Friday, February 13, 2009

Career Love

This morning I was reflecting on love. Appropriate, I guess, on the eve of the one day each year we take to officially celebrate the concept.

I decided a few years ago that the only point to being alive is love. I mean, really, what better thing is there in the world than what you love? It doesn't have to be romantic love. You can love your friends, you can love what you do, you can love where you are, you can love yourself, and you can certainly love your children, if you have them.

I've always figured that, as long as you have love, you're good. But as I was thinking about it this morning, I realized that while I have love, I haven't been doing so good. I know that it must be no secret to anyone who knows me well enough that I've been pretty melancholy lately. It's not really a new phenomenon, per se. I have felt bouts of melancholy on and off throughout my life, some more severe than others. This just happens to be one of the more severe ones.

A lot of my friends seem to assume that the majority of the problem is my husband - an interesting commentary, I think, on how they perceive our relationship. They are, however, wrong. My perpetually patient and supportive husband is not the problem. 

I think that a decent portion of the melancholy can be attributed to my homesickness for Portland, something which I'm surprised to still feel so strongly after 7 months. But the biggest portion of the problem is actually my job.

I hate my job. I hate my job so much that I literally dread going to it every morning and can hardly drag myself out of bed. I hate it so much that a part of me secretly hopes to get laid off, despite the fact that this would have a severe, negative impact on our financial situation. But that part of me doesn't care. That part of me can't stomach the thought of another minute of working a job that is as infuriating as it is pathetically boring and unfulfilling.

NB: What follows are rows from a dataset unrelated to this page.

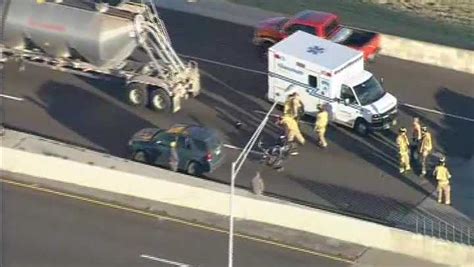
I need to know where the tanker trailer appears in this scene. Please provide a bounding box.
[0,0,200,112]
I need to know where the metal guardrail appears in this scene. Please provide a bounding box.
[414,211,474,246]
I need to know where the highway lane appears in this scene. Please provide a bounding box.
[0,183,350,267]
[3,7,474,221]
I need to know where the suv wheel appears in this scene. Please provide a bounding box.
[186,161,202,176]
[133,151,148,163]
[354,119,369,136]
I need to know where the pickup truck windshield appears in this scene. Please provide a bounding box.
[330,28,352,43]
[354,76,385,106]
[324,19,339,37]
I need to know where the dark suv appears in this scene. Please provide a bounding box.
[128,124,224,175]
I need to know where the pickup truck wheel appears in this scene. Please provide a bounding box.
[127,83,147,107]
[258,42,273,61]
[132,150,148,163]
[150,88,171,112]
[186,161,202,176]
[354,119,369,136]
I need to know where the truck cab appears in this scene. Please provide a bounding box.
[253,10,380,61]
[267,31,397,135]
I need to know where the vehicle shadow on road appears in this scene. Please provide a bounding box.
[197,67,284,147]
[28,81,153,157]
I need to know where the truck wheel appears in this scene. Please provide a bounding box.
[150,88,171,112]
[186,161,202,176]
[354,119,369,136]
[127,83,148,107]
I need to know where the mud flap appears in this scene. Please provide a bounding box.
[171,95,181,113]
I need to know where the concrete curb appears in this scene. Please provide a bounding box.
[0,132,474,266]
[157,0,474,74]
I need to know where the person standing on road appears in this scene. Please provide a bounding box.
[410,117,421,160]
[314,104,329,148]
[168,141,179,172]
[283,92,304,122]
[433,157,451,205]
[397,127,411,173]
[278,116,306,155]
[418,126,433,176]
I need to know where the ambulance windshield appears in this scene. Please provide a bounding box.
[354,76,385,106]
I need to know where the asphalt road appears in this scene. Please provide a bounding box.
[0,184,350,267]
[3,10,474,222]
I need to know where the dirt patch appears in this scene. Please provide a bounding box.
[362,0,474,26]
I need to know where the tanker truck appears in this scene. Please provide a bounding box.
[0,0,201,112]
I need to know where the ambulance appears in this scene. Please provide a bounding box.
[267,31,397,135]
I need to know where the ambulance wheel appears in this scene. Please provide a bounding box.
[150,88,172,112]
[127,83,148,107]
[354,119,370,136]
[186,161,202,176]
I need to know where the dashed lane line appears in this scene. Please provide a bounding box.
[179,54,474,122]
[401,103,474,122]
[140,254,191,267]
[0,94,25,101]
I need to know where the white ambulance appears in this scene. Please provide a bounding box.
[267,31,397,135]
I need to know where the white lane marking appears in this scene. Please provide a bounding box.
[0,94,24,101]
[178,54,267,75]
[401,103,474,122]
[140,254,191,267]
[253,110,314,126]
[178,54,474,122]
[224,144,263,155]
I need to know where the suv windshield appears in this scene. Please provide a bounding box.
[354,76,385,106]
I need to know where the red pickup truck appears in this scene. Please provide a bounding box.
[253,10,380,61]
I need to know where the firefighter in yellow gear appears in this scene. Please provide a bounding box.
[410,117,421,160]
[283,92,304,122]
[397,128,411,173]
[278,115,306,155]
[433,157,451,205]
[418,126,433,175]
[314,104,329,147]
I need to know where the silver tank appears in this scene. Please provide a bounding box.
[3,0,142,69]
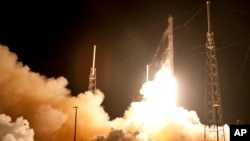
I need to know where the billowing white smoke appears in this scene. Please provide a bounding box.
[0,30,228,141]
[0,45,111,141]
[0,114,34,141]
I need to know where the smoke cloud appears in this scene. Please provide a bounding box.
[0,45,110,141]
[0,41,229,141]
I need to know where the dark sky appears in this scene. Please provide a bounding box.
[0,0,250,124]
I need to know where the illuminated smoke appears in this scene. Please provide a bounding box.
[0,45,110,141]
[0,14,229,141]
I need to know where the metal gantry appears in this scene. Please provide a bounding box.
[204,1,225,141]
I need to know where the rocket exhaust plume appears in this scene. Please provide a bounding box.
[0,17,229,141]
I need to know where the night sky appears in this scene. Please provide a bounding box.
[0,0,250,124]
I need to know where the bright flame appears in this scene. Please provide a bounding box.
[125,67,181,136]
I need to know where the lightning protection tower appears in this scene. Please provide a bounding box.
[89,45,96,93]
[204,1,225,141]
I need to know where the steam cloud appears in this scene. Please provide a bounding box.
[0,42,228,141]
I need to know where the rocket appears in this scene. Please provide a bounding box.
[166,15,174,73]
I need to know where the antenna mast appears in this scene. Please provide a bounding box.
[204,1,225,141]
[89,45,96,93]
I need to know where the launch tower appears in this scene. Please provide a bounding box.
[204,1,225,141]
[89,45,96,93]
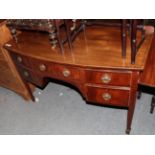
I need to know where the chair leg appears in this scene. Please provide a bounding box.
[131,19,137,64]
[150,95,155,114]
[122,19,126,58]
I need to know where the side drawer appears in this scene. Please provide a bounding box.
[86,86,129,107]
[86,70,131,86]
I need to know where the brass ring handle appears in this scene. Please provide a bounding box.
[39,64,46,71]
[102,93,111,101]
[17,56,23,63]
[24,71,29,77]
[62,69,71,77]
[101,74,111,84]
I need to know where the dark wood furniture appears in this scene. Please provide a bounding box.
[0,20,34,100]
[5,27,153,133]
[7,19,85,53]
[86,19,145,64]
[139,30,155,113]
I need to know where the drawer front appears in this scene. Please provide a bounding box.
[18,67,48,87]
[29,58,54,76]
[54,65,80,80]
[11,54,53,74]
[86,86,129,107]
[86,70,131,86]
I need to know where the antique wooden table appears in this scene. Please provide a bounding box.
[5,27,153,133]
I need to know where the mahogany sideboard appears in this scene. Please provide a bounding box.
[4,26,153,134]
[0,20,34,100]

I've come to realize that I have never worked a job that I love. There have certainly been jobs that I have liked parts of - beloved co-workers, a fun atmosphere, accomplishments I've been proud of. But I've never had a job that speaks to my heart. I've never had a job that involves the things that I actually find interesting - sports, crime, history, reading, pop culture, politics, etc.

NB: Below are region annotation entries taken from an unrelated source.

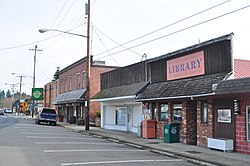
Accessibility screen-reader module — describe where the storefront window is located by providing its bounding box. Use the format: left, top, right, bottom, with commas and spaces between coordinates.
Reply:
152, 103, 158, 119
173, 104, 182, 123
160, 104, 168, 121
246, 106, 250, 141
201, 102, 208, 123
116, 107, 126, 125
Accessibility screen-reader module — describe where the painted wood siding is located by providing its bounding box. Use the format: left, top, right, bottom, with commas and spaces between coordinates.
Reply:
149, 40, 232, 83
101, 62, 146, 89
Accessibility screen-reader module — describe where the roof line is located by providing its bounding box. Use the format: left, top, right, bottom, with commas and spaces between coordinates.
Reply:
135, 92, 215, 102
90, 95, 136, 102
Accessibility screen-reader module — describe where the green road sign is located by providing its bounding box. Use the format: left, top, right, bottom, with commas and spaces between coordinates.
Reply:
31, 88, 43, 100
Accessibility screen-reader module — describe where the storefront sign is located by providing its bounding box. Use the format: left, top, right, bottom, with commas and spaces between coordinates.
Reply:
167, 51, 205, 80
31, 88, 43, 100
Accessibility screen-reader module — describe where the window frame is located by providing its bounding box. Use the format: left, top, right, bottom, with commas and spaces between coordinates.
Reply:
82, 71, 87, 88
77, 73, 81, 89
115, 107, 127, 126
69, 76, 72, 91
159, 103, 169, 121
246, 106, 250, 142
200, 101, 208, 124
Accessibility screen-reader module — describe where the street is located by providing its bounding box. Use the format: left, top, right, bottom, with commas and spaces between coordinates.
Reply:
0, 115, 194, 166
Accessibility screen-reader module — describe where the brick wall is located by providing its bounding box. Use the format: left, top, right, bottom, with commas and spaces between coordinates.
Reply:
156, 121, 168, 139
236, 99, 250, 154
54, 60, 116, 122
197, 101, 213, 147
89, 66, 115, 122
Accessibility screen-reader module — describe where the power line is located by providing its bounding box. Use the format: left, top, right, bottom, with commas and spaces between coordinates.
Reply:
94, 26, 119, 66
0, 24, 83, 51
98, 5, 250, 59
92, 24, 141, 57
95, 0, 231, 56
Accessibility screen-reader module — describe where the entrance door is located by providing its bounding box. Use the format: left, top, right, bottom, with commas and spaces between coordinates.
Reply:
214, 100, 236, 142
127, 107, 133, 131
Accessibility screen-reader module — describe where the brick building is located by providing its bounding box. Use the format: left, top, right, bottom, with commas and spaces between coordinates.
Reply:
44, 57, 117, 123
93, 34, 250, 154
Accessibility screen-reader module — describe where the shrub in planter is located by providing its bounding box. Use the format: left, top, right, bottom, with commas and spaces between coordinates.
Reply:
76, 118, 84, 126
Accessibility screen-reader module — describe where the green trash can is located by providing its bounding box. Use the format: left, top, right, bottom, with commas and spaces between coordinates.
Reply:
164, 123, 180, 143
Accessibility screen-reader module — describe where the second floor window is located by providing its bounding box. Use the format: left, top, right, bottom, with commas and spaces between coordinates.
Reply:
69, 76, 72, 91
77, 73, 81, 89
64, 78, 68, 92
82, 71, 87, 88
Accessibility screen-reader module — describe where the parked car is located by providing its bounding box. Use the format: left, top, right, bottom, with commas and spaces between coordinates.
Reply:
0, 109, 4, 115
36, 108, 57, 126
4, 108, 12, 114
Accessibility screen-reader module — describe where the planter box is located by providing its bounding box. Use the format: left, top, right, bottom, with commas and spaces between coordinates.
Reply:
207, 138, 234, 152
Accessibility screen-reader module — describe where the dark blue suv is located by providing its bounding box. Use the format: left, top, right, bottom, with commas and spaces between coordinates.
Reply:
36, 108, 57, 126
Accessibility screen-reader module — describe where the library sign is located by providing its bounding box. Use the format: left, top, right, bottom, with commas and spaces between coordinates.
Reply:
167, 51, 205, 81
31, 88, 43, 100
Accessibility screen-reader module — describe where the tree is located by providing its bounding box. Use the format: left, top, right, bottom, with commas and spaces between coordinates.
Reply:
6, 89, 11, 98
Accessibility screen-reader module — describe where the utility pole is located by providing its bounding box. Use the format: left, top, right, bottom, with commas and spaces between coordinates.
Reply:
5, 83, 17, 113
85, 0, 91, 130
29, 45, 43, 118
17, 75, 25, 116
10, 84, 17, 113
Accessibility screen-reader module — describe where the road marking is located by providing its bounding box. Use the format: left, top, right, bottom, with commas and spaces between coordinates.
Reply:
61, 159, 183, 166
35, 142, 115, 145
26, 136, 93, 140
21, 132, 77, 137
44, 149, 146, 153
17, 128, 72, 134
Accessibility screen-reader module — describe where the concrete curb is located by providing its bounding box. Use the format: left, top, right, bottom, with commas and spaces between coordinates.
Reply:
59, 124, 223, 166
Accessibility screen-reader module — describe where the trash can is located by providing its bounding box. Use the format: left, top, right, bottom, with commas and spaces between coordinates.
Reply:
164, 123, 180, 143
142, 120, 156, 139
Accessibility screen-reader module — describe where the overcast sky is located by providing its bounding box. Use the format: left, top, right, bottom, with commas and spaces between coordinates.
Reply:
0, 0, 250, 94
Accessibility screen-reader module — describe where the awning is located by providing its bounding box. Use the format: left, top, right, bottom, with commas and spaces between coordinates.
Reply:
52, 89, 86, 105
91, 82, 148, 101
215, 78, 250, 95
136, 73, 227, 101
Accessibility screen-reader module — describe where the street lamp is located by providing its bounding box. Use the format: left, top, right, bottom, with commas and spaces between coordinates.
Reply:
5, 83, 18, 113
39, 0, 91, 130
11, 73, 33, 115
38, 29, 87, 37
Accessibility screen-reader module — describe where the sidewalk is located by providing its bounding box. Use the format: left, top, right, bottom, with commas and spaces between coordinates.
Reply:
58, 122, 250, 166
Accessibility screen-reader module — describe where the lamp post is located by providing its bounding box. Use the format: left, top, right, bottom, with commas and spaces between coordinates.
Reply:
11, 73, 33, 116
5, 83, 18, 113
29, 45, 43, 118
39, 0, 91, 130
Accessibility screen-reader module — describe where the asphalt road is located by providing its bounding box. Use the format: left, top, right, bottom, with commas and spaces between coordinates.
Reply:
0, 115, 194, 166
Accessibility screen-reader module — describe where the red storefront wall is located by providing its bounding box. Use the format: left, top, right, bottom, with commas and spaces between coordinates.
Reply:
236, 99, 250, 154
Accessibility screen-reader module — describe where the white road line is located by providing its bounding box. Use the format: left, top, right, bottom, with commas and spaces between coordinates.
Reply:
21, 132, 77, 136
26, 136, 93, 140
61, 159, 183, 166
35, 142, 115, 145
17, 128, 71, 133
44, 149, 146, 153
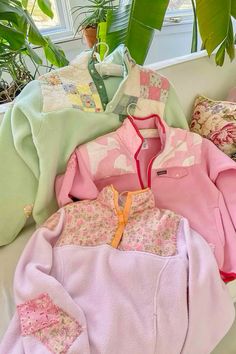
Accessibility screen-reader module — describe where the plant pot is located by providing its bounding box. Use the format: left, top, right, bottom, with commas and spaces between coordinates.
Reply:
83, 27, 97, 48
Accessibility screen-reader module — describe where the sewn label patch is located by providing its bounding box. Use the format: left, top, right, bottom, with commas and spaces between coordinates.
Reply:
157, 170, 167, 176
142, 139, 148, 150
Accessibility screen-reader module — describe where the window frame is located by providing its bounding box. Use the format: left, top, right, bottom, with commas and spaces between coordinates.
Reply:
40, 0, 75, 42
40, 0, 193, 43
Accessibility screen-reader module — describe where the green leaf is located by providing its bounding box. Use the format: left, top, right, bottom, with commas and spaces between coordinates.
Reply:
106, 0, 169, 64
215, 42, 225, 66
38, 0, 54, 18
0, 2, 24, 25
44, 37, 69, 67
196, 0, 230, 55
25, 42, 43, 65
0, 24, 25, 50
25, 10, 46, 46
21, 0, 29, 9
226, 19, 235, 61
97, 22, 107, 60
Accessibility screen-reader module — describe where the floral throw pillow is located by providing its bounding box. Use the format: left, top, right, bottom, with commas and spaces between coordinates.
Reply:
190, 96, 236, 161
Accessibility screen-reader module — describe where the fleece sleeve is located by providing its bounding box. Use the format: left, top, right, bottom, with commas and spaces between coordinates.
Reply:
0, 210, 90, 354
55, 148, 99, 207
204, 139, 236, 281
0, 82, 40, 246
164, 85, 189, 130
181, 219, 235, 354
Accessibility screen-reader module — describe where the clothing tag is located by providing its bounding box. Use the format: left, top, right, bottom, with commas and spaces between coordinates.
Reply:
142, 139, 148, 150
157, 170, 167, 176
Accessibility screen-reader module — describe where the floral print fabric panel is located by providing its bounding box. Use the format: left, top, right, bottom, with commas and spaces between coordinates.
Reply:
17, 293, 82, 354
190, 96, 236, 161
56, 186, 180, 256
56, 196, 118, 246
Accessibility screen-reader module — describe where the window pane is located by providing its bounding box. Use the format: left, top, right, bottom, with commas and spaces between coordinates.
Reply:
28, 0, 60, 30
167, 0, 192, 11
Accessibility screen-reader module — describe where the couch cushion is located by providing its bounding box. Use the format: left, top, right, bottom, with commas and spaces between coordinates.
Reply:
190, 96, 236, 161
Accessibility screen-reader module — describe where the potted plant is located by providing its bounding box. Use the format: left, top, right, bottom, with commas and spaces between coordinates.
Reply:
73, 0, 116, 48
0, 0, 68, 105
104, 0, 236, 66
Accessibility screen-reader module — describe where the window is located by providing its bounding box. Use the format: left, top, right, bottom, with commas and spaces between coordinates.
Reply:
168, 0, 192, 11
28, 0, 74, 41
165, 0, 193, 25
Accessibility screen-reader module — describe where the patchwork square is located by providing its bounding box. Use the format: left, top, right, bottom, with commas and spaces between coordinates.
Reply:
80, 95, 95, 108
140, 69, 169, 102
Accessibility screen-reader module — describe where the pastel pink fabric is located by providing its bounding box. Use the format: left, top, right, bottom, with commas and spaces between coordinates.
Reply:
56, 116, 236, 281
0, 186, 234, 354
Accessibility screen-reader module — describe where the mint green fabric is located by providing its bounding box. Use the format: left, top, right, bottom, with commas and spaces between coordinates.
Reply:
0, 46, 187, 246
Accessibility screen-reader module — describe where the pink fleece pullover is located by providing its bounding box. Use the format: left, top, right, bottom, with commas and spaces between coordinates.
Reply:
56, 115, 236, 281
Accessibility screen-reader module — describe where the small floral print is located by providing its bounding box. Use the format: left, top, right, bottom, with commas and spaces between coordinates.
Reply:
140, 85, 149, 98
41, 212, 60, 231
17, 294, 59, 336
209, 124, 236, 145
80, 94, 95, 108
45, 74, 62, 86
34, 308, 83, 354
17, 293, 82, 354
62, 84, 79, 95
56, 186, 180, 256
121, 208, 180, 257
190, 96, 236, 157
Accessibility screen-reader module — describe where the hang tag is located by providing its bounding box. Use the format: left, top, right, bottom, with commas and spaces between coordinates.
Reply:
95, 62, 124, 77
142, 139, 148, 150
157, 170, 167, 176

Really, it's kind of sad, when you think about it. I've spent 16 years of my life in the working world, and I haven't really enjoyed all that much of it. I suppose most people feel the same way. No wonder they drink so much and take so many drugs!

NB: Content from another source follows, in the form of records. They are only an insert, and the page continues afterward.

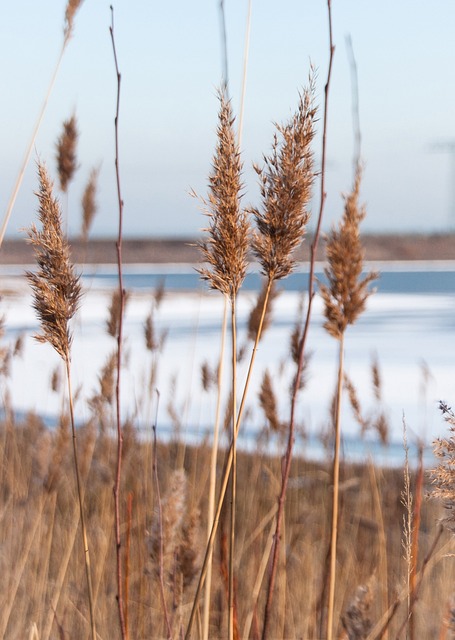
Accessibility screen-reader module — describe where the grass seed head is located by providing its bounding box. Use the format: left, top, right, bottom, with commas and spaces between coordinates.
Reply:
320, 170, 378, 340
199, 92, 250, 300
27, 163, 81, 360
56, 115, 79, 193
251, 78, 316, 280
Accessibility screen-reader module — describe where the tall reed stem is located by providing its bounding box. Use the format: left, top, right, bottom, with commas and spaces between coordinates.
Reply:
0, 2, 81, 247
262, 0, 335, 640
65, 354, 96, 640
185, 280, 273, 640
327, 333, 344, 640
109, 6, 127, 640
228, 297, 237, 640
202, 296, 228, 640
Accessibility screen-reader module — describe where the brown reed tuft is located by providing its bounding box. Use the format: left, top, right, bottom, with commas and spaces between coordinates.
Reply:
320, 169, 378, 340
251, 77, 316, 280
81, 168, 100, 242
341, 575, 377, 640
431, 401, 455, 530
199, 91, 250, 301
63, 0, 82, 42
56, 114, 79, 193
27, 163, 81, 361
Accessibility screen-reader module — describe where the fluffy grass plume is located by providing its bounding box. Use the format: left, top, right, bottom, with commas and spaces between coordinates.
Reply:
199, 91, 250, 300
251, 78, 316, 280
56, 114, 79, 193
320, 169, 378, 340
63, 0, 82, 43
27, 163, 81, 361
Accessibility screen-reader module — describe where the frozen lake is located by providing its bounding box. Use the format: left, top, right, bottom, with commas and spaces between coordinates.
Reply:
2, 263, 455, 462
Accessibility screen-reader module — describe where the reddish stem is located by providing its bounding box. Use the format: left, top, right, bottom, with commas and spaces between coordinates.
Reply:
109, 5, 127, 640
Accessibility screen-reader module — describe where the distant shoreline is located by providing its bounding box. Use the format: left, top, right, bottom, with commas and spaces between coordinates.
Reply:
0, 233, 455, 265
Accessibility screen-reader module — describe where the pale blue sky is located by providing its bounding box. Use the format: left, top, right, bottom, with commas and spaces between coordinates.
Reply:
0, 0, 455, 236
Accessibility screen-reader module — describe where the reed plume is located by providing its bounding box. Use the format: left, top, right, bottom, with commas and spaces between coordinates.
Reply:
320, 169, 378, 340
251, 77, 316, 281
320, 167, 378, 640
27, 163, 96, 640
199, 91, 250, 302
27, 163, 81, 362
56, 114, 79, 193
63, 0, 82, 43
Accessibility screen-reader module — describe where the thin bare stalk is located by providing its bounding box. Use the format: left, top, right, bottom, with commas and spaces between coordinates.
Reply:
65, 354, 96, 640
153, 412, 172, 638
228, 298, 237, 640
327, 333, 344, 640
109, 6, 126, 640
202, 296, 228, 640
262, 0, 335, 640
185, 282, 272, 640
0, 0, 82, 247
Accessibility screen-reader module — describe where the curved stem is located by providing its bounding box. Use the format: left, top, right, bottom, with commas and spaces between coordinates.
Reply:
109, 6, 127, 640
185, 280, 273, 640
65, 354, 96, 640
262, 0, 335, 640
202, 297, 228, 640
0, 38, 69, 247
228, 296, 237, 640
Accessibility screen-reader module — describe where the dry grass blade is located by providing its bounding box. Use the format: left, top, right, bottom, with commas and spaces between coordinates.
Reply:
251, 78, 316, 280
199, 92, 249, 300
56, 114, 79, 193
320, 169, 378, 339
27, 164, 81, 360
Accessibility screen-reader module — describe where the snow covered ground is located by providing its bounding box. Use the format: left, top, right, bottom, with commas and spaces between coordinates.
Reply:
1, 264, 455, 464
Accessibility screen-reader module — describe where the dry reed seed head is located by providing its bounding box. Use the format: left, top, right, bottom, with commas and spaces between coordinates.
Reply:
63, 0, 82, 42
198, 91, 250, 301
177, 508, 202, 588
251, 78, 316, 280
26, 163, 81, 360
430, 401, 455, 531
341, 575, 377, 640
320, 170, 378, 340
144, 310, 159, 352
372, 411, 390, 445
81, 168, 100, 242
150, 469, 188, 560
371, 356, 382, 402
56, 115, 79, 193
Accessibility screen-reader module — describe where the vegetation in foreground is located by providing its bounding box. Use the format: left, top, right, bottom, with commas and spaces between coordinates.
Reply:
0, 0, 455, 640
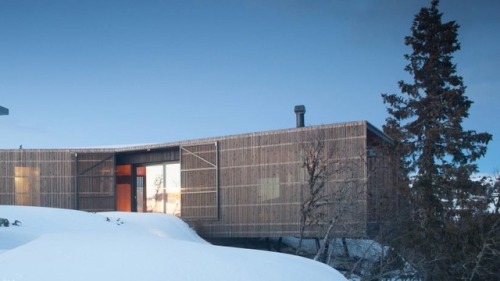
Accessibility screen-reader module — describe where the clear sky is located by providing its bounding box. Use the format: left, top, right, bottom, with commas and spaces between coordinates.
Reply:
0, 0, 500, 173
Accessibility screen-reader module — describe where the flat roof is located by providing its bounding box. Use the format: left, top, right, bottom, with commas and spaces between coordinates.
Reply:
0, 106, 9, 115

But I'm not interested in "medicating" the pain away. I want to fix the problem. I want to do something that I love. I'm not sure yet how I'm going to do it, but I'm pretty certain that I can find a way. Life really is too short to feel this miserable all the time.

1 comment:

  1. I hear you! And what I love about my lack of career love is that currently I am going to school yet again for a career I am pretty sure I will like. But there are no guarantees. What if I spend another two years of time working toward yet another something that doesn't work out? It drives me crazy. Anyway, good luck to you.